DESCRIPTION (provided by applicant): A role for B cells in autoimmune diseases is now clearly established both with mouse models as well as in humans by successful treatment of rheumatoid arthritis (RA) and other autoimmune diseases with anti-CD20 monoclonal antibodies that eliminate B cells. However, the underlying mechanisms by which B cells may promote the development of autoimmune diseases remain poorly understood. We previously demonstrated that untreated active RA patients, patients with systemic lupus erythematosus, and patients with type 1 diabetes display abnormal early B cell tolerance checkpoints resulting in the accumulation of large numbers of autoreactive naove B cells in their blood. We recently established that these early B cell tolerance defects were primary to these autoimmune diseases and can be induced in asymptomatic donors by risk alleles such as PTPN22, which interfere with B cell receptor (BCR) signaling and the establishment of central B cell tolerance.
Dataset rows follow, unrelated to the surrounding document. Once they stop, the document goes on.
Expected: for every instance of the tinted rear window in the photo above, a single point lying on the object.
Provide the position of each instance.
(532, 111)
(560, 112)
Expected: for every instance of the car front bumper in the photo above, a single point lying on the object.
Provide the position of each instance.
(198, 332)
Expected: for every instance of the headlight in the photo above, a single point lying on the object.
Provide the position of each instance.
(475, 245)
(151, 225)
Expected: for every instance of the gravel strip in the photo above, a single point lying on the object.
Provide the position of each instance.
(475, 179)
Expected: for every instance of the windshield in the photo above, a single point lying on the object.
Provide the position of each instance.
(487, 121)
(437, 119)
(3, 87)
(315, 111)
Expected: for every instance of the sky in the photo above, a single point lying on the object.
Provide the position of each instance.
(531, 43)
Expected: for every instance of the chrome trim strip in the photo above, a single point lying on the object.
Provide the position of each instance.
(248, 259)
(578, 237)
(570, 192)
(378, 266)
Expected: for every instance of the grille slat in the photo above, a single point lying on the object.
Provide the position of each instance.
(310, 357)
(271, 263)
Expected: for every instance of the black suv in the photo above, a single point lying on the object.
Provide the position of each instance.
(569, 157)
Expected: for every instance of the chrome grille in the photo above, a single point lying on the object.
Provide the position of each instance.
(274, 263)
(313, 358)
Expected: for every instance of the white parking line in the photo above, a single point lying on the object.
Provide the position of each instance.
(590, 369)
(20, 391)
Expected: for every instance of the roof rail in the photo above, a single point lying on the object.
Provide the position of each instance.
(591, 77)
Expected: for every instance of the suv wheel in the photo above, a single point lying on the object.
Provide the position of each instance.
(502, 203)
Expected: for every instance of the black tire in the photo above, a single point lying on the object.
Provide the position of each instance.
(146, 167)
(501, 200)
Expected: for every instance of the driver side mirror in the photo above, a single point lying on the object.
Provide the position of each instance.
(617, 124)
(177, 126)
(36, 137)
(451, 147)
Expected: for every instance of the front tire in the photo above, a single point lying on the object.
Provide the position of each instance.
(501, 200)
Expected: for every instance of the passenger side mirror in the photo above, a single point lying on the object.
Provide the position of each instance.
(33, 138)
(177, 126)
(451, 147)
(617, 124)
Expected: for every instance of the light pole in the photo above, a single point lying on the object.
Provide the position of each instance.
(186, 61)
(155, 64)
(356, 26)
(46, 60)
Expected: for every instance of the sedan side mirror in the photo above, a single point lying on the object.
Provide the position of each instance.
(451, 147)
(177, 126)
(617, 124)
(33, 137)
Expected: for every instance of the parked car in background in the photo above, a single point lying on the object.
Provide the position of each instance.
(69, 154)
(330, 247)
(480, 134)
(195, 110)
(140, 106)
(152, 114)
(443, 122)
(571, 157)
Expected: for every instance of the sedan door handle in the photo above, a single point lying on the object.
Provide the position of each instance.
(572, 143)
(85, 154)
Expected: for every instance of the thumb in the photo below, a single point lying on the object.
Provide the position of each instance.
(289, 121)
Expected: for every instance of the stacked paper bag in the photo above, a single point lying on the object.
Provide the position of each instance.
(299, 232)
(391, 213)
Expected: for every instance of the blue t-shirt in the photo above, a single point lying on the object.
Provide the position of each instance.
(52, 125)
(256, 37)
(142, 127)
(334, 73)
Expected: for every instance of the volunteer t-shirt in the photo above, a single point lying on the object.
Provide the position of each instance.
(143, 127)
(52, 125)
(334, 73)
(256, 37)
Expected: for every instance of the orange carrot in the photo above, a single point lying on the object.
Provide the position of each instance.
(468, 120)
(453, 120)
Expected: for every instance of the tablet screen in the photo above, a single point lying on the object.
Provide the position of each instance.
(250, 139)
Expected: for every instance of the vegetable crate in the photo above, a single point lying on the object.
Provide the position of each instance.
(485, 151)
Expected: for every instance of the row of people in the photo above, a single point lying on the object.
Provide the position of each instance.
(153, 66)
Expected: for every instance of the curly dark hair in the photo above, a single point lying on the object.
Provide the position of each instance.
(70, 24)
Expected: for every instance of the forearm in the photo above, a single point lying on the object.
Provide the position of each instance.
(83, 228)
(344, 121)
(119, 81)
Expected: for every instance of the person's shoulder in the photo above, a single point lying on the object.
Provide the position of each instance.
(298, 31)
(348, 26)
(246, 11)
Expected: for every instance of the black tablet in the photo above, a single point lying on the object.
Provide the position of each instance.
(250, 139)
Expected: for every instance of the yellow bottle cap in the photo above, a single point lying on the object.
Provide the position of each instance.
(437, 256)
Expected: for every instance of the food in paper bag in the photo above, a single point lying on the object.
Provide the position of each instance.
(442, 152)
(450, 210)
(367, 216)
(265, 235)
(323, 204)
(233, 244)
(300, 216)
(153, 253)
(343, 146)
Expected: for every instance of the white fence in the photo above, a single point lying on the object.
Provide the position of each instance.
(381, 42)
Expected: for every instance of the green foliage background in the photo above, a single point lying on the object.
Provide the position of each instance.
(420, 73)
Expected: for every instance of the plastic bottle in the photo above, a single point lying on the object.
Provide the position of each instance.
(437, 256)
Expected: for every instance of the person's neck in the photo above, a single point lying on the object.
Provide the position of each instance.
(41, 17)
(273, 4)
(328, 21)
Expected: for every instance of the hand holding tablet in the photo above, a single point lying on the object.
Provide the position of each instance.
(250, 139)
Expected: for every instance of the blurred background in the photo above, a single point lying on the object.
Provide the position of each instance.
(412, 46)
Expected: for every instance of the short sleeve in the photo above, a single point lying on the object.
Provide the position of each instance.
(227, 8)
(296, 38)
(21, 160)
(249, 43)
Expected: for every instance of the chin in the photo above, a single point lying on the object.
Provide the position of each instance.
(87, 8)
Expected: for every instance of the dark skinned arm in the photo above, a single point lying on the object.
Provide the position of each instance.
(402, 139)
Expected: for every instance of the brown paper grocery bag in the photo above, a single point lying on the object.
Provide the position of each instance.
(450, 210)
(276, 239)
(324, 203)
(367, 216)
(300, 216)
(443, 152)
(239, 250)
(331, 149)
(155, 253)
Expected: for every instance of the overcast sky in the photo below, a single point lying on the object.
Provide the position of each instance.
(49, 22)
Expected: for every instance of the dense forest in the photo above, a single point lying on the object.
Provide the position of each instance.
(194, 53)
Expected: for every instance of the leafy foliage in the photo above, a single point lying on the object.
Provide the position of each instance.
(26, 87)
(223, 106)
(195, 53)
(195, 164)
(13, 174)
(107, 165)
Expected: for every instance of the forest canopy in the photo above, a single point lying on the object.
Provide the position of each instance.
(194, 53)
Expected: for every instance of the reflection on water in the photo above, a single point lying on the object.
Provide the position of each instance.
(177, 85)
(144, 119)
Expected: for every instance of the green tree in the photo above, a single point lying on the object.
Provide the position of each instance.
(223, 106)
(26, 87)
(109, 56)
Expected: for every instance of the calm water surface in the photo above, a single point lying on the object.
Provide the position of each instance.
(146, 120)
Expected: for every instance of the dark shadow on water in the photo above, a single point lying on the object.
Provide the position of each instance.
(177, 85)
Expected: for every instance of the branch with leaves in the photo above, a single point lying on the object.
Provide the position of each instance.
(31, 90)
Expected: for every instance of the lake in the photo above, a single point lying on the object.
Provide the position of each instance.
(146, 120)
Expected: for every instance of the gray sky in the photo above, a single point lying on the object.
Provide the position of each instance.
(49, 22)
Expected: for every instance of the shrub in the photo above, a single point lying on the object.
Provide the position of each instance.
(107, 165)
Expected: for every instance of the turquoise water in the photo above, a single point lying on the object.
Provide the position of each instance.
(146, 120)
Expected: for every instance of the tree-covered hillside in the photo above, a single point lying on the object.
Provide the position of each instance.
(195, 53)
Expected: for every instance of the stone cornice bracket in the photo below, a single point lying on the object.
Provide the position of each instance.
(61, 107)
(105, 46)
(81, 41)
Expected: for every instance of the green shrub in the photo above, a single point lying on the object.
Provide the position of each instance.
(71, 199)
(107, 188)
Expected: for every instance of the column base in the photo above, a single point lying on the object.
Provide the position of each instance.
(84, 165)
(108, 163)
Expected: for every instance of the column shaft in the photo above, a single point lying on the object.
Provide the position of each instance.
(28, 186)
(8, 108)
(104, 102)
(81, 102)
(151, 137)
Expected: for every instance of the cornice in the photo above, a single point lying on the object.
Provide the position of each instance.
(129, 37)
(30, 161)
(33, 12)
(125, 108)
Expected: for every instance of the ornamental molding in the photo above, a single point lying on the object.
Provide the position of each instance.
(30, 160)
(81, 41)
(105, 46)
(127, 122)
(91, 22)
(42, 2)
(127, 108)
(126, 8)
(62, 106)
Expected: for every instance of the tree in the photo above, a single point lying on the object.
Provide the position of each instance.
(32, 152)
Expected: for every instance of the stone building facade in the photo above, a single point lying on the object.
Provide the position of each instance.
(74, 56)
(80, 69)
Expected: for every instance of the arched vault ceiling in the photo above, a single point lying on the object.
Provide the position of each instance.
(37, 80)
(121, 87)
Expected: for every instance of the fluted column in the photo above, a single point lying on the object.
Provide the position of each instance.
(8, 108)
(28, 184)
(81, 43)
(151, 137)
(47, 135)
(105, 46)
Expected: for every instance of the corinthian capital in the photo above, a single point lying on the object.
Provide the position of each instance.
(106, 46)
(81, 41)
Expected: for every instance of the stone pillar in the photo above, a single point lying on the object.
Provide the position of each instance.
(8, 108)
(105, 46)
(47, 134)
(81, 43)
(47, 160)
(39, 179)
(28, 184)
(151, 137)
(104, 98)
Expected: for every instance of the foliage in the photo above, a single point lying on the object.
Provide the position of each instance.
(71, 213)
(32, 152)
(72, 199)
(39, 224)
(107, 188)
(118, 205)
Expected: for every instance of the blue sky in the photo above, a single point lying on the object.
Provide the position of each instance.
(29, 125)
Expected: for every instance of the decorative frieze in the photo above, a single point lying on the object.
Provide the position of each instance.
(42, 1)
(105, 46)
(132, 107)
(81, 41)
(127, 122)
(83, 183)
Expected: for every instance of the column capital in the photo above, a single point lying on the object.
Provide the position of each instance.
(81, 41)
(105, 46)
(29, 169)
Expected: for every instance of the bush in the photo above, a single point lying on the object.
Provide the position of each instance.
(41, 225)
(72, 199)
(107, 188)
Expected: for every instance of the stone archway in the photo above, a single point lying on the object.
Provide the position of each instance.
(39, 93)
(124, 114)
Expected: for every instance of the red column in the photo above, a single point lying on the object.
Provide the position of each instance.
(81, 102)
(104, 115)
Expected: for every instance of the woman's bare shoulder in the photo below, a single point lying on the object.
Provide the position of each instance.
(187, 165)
In addition, anergy, one of the central B cell tolerance mechanisms, seems to be favored in some RA patients as illustrated by the increased frequency of peripheral unresponsive autoreactive B cells, which do not express the complement receptor 2/CD21 and are refractory to BCR and CD40 triggering. Hence, increased numbers of naove autoreactive B cells in patients with RA may favor disease development but it remains to be determined what pathways and mechanisms break B cell tolerance. The long range goal of the proposed research is to continue to characterize the mechanisms that regulate B cell tolerance in healthy humans but are defective in RA patients. The working hypothesis is that RA B cells suffer from intrinsic defects caused by associated risk alleles, which impinge on sensing self-antigens and result in an altered induction/regulation of central B cell tolerance mechanisms. Hence, receptor editing and deletion fail to be properly regulated in RA patients whereas anergy also contributes to the increased numbers of autoreactive B cells reaching the periphery where inflammatory conditions such as in the synovium may lead the activation of these autoreactive B cells and promote disease development. In addition, understanding the mechanisms that prevent or account for the production of autoreactive B cells may suggest new approaches to control disease and design more specific and sustained therapies.

描述(申请人提供)：通过成功地用消除B细胞的抗CD20单抗治疗类风湿性关节炎(RA)和其他自身免疫性疾病，B细胞在自身免疫疾病中的作用现在在小鼠模型和人类中都得到了明确的证实。然而，B细胞促进自身免疫性疾病发展的潜在机制仍然知之甚少。我们先前证明，未经治疗的活动期RA患者、系统性红斑狼疮患者和1型糖尿病患者表现出异常的早期B细胞耐受检查点，导致其血液中大量自身反应性NAOVE B细胞积聚。我们最近证实，这些早期的B细胞耐受缺陷是这些自身免疫性疾病的主要原因，并且可以由PTPN22等风险等位基因诱导，这些风险等位基因干扰B细胞受体(BCR)信号转导和中枢B细胞耐受的建立。此外，作为中枢B细胞耐受机制之一的无能，似乎在一些RA患者中受到青睐，如外周无反应性自身反应性B细胞的频率增加，这些B细胞不表达补体受体2/CD21，并且对BCR和CD40的触发无效。因此，RA患者NAOVE自身反应性B细胞数量的增加可能有利于疾病的发展，但什么途径和机制打破B细胞耐受性仍有待确定。这项拟议研究的长期目标是继续表征在健康人中调节B细胞耐受性的机制，但在RA患者中存在缺陷。工作假说是，RA B细胞存在由相关风险等位基因引起的固有缺陷，这些缺陷影响感知自身抗原，并导致中枢B细胞耐受机制的诱导/调节发生改变。因此，在RA患者中，受体的编辑和缺失无法得到适当的调节，而无能也导致到达周围的自体反应性B细胞的数量增加，在那里，炎症条件，如滑膜，可能导致这些自体反应性B细胞的激活，促进疾病的发展。此外，了解防止或解释自身反应性B细胞产生的机制可能会为控制疾病和设计更特异和更持久的治疗方法提供新的方法。